Significance: There are more than 5 million caregivers of Veterans; 75% of older Veterans
receive some caregiver support. Caregivers incur individual financial and emotional costs
even as they provide unpaid care. Having an effective self-management strategy that addresses
the needs of both can improve outcomes and quality of life for millions of Veterans who
suffer from chronic illnesses and their caregivers. This project addresses the priorities
"Long-term care and Caregiving," "Virtual Care/Telehealth," and "Access to Care" and is
consistent with the legislative goals of the MISSION Act.
Innovation and Impact: This highly innovative proposal uses the novel concept that
strengthening the interpersonal relationships between Veterans and caregivers can improve the
self-management of chronic conditions. It challenges current clinical paradigms by addressing
the collective stress coping needs of dyads. It is methodologically innovative because unlike
many behavioral intervention trials, it assesses barriers and facilitators to plan for future
implementation. The focus on technology-enabled tools is timely given how COVID19 has
transformed care delivery. This project takes advantage of the unique capabilities of the VA
health system to explore questions including robust caregiver support and virtual care
programs.
Specific Aims: With investments from VA HSR&D, the investigators have developed and
successfully pilot tested a new theoretically-derived technology called Web-based Self-care
Using Collaborative Coping EnhancEment in Diseases (web-SUCCEED). We propose to conduct a
randomized clinical trial comparing web-SUCCEED to an enhanced usual care (EUC) control. The
investigators will conduct a formative evaluation guided by the Consolidated Framework of
Implementation Research (CFIR) to accelerate future implementation.
1. Assess whether web-SUCCEED improves Veteran outcomes of self-management compared to EUC, 4
weeks and 6 months following randomization.
2a. Assess whether web-SUCCEED improves patient stress and quality of life. 2b. Assess
whether web-SUCCEED improves caregiver stress, quality of life and caregiver burden.
2c. Examine communication, dyadic coping, mutuality, and relationship quality as mediators of
primary and secondary outcomes (Aims 1, 2a, 2b).
3. Guided by CFIR, conduct a formative evaluation involving key stakeholder interviews to
understand barriers and facilitators of future implementation.

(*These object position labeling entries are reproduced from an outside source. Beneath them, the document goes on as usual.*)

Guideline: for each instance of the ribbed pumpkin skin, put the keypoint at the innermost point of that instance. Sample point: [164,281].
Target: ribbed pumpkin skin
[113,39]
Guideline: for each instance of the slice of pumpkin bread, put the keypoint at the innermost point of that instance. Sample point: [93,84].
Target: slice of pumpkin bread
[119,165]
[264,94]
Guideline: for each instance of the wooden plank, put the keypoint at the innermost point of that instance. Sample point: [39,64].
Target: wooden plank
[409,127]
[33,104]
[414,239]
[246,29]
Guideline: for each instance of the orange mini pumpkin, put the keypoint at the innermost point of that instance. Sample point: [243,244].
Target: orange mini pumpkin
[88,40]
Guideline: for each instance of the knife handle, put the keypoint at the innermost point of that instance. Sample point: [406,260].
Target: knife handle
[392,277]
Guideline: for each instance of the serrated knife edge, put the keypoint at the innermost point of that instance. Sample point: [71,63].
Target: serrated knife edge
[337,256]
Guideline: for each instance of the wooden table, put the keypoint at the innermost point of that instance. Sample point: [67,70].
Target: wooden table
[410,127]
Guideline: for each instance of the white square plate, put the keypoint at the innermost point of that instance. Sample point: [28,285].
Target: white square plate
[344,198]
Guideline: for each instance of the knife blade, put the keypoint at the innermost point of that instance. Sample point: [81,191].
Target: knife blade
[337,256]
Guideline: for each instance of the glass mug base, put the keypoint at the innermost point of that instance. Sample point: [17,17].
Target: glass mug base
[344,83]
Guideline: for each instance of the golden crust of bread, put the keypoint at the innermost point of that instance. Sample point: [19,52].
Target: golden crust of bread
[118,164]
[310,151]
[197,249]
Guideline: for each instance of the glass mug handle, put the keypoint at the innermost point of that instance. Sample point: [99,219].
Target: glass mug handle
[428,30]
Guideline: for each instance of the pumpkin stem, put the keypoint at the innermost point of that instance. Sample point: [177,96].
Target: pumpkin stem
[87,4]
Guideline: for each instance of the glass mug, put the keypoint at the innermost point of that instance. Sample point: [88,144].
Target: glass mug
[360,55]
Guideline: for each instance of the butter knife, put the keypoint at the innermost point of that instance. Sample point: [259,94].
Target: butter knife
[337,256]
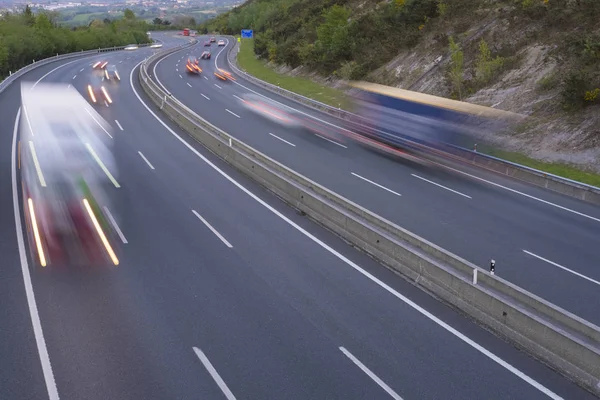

Methodology: The investigators will recruit 280 cognitively intact Veterans from VA Palo Alto
Health Care System who are managing at least one common chronic condition, and their
caregivers. Veteran-caregiver dyads will be randomized 1:1 to web-SUCCEED or EUC. Veteran and
caregiver assessments will take place at baseline, then again at 4 weeks and 6 months. The
formative evaluation will be guided by CFIR and involve semi-structured interviews with
clinical staff, providers, and facility leaders in Year 4.
Next Steps: The formative evaluation will set the investigators up for implementation studies
to evaluate web-SUCCEED in a wider array of clinical settings and facilities. Existing
operational partnerships will facilitate wider clinical implementation and moving research
into practice. The innovative project, strong investigative team and operational partnerships
will ensure a successful study that has the potential to shift clinical paradigms.